The Cape Peninsula National Park on the other hand, is a day trip. Deciding on a tour operator (e.g., Tessa Redman of Tours and Trails; tessa@tandt.co.za) is a good choice, since there's so much to see. Whether you're interested in watching the famous penguins at Boulder Beach, enjoying lunch at the Cape's Constantia Uitsig, or taking a stroll through Kirstenbosch National Botanical Gardens, there's enough to keep you busy for an entire day.

And if you're in the mood to test your traveler's wings along with your taste buds, there's always the Winelands. Located about 45 miles east of the city, the Cape Grace Hotel will pack you a picnic lunch and arrange a car and driver to take you there.
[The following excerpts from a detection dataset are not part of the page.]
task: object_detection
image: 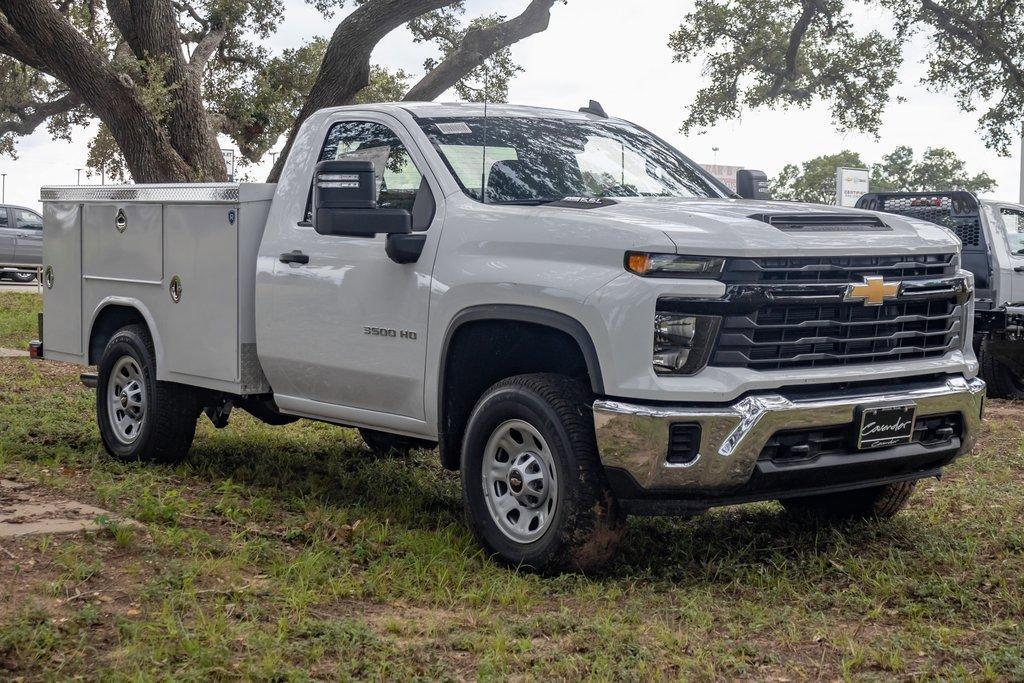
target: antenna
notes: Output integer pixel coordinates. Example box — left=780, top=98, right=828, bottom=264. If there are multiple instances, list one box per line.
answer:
left=480, top=74, right=490, bottom=204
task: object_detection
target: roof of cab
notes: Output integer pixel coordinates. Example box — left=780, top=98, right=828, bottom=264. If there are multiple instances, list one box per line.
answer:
left=323, top=102, right=607, bottom=121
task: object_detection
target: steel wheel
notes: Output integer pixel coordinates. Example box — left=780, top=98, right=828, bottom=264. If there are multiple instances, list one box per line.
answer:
left=482, top=420, right=558, bottom=544
left=106, top=355, right=145, bottom=445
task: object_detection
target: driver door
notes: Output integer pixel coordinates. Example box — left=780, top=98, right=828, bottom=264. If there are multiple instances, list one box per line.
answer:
left=259, top=115, right=441, bottom=424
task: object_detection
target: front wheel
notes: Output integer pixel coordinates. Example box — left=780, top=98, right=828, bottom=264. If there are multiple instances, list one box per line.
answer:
left=462, top=375, right=625, bottom=570
left=779, top=481, right=915, bottom=521
left=96, top=325, right=201, bottom=463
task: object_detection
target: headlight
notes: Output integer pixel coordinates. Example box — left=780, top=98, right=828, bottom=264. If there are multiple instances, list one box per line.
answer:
left=653, top=312, right=721, bottom=375
left=626, top=251, right=725, bottom=278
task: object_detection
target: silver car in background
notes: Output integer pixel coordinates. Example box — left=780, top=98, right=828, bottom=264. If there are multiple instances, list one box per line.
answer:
left=0, top=205, right=43, bottom=283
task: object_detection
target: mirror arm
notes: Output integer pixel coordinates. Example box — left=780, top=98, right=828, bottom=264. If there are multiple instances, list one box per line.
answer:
left=384, top=232, right=427, bottom=263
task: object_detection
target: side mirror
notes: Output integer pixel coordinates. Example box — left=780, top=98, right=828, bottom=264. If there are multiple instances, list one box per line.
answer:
left=313, top=161, right=413, bottom=238
left=736, top=169, right=771, bottom=200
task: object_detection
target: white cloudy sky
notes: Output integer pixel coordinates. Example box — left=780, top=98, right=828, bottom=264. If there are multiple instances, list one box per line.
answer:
left=0, top=0, right=1020, bottom=206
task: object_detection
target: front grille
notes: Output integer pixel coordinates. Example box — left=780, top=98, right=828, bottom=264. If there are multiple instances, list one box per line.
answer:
left=760, top=413, right=964, bottom=465
left=879, top=196, right=981, bottom=247
left=722, top=254, right=954, bottom=284
left=710, top=297, right=963, bottom=370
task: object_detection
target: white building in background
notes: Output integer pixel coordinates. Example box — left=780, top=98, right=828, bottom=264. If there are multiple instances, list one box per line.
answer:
left=700, top=164, right=743, bottom=191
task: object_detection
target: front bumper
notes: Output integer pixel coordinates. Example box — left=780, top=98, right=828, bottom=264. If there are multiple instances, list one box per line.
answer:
left=594, top=376, right=985, bottom=507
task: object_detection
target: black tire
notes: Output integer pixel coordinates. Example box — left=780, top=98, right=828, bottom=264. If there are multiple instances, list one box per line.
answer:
left=462, top=375, right=626, bottom=571
left=779, top=481, right=916, bottom=521
left=359, top=427, right=434, bottom=458
left=96, top=325, right=202, bottom=464
left=978, top=348, right=1024, bottom=400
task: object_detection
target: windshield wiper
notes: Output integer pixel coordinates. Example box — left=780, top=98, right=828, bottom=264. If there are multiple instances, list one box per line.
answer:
left=487, top=197, right=562, bottom=206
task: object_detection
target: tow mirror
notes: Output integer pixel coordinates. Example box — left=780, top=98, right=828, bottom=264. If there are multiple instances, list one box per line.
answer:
left=736, top=169, right=771, bottom=200
left=313, top=161, right=413, bottom=238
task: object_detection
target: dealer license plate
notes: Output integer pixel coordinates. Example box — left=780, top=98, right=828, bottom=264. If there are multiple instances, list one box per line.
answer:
left=857, top=403, right=918, bottom=450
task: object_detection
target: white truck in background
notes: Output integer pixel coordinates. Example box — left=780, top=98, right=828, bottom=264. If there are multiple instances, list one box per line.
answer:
left=35, top=103, right=985, bottom=568
left=857, top=191, right=1024, bottom=399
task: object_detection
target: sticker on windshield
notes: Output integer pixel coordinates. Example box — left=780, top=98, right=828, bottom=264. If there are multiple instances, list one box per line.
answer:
left=434, top=121, right=473, bottom=135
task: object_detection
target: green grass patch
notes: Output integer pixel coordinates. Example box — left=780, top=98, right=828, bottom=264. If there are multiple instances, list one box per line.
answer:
left=0, top=295, right=1024, bottom=680
left=0, top=292, right=43, bottom=349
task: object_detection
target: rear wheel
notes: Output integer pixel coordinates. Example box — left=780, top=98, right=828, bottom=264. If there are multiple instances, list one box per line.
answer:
left=779, top=481, right=915, bottom=521
left=978, top=349, right=1024, bottom=399
left=96, top=325, right=201, bottom=463
left=462, top=375, right=625, bottom=570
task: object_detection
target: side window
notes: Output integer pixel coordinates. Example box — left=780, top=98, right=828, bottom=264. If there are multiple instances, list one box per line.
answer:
left=319, top=121, right=423, bottom=211
left=999, top=209, right=1024, bottom=256
left=14, top=209, right=43, bottom=230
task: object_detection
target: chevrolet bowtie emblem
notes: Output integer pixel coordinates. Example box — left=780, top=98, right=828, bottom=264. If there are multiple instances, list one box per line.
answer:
left=843, top=278, right=902, bottom=306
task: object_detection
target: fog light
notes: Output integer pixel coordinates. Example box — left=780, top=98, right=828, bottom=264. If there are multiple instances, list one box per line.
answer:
left=653, top=312, right=720, bottom=375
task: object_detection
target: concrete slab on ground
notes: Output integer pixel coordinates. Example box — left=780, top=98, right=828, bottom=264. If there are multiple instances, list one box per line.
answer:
left=0, top=479, right=138, bottom=539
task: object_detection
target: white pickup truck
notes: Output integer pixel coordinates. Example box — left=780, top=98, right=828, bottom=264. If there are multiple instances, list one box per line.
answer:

You should include on your day's to do list the Cabrière wine estate, with dinner subsequently following at the Haute Cabrière Cellar Restaurant (27-21-876-3688). This strikingly beautiful part of South Africa with the rolling hills, towering mountains, Alpine-like meadows, vineyards, and Dutch Colonial villages will give you the opportunity to experience the real South Africa wonders.

If You Go

Of course, nothing good in life comes easy – especially long distance travel. South African Airways calls the journeys from Atlanta and New York to Cape Town "the longest flights in the world." West coast travelers really should break the long journey (31 hours from San Diego to Cape Town) by staying at a JFK airport hotel the first night out (such as the Courtyard by Marriott). Even with this travel break -- which at the Courtyard includes AAA discounted rates, complimentary morning coffee, and free internet access and JFK airport shuttle -- travelers still face a punishing distance the next day that can't be avoided to reach the tip of Africa.

The affluent may opt for South African Airways business class with the increased room and the new reclining seats that allow better overnight sleeping arrangements, both coming and going. In addition, business class in the Boeing 747 has improved interiors, with individual screens offering a variety of movies and computer laptop electrical plug outlets. We’ve been bumped up to Business Class twice with South African Airways. It claims it’s maturing into a well-equipped organization but it sure has room to improve. The first time was the heaven you’d expect from anything better than economy. The second time, however, nothing was working well on the plane including the flight attendants: a ground staff attendant stopped us on entry to the plane to confiscate a carry on because it “looked too heavy” (SAA has an inflexible policy that your carryon must weigh less than 7 kg or 15 lbs). When asked to confirm with her purser we couldn’t bring in our carryon since business class was only one third occupied, she came back saying she had and the decision was the same. The line behind us became restive so we yielded the bag reluctantly and thoughtlessly and entered the plane with only a camera bag. Our reading material and comfort items were in the confiscated bag; the individual TVs were all inoperable and the plane had no magazines or newspapers so it was a long boring journey. When the purser came by on routine rounds to ask how we were, she was surprised to hear she’d been misquoted. In fact the attendant had not asked her advice. Conclusion: an institution is only as good as its individual members and Robert Louis Stevenson got it wrong when he said, “To travel hopefully is a better thing than to arrive.”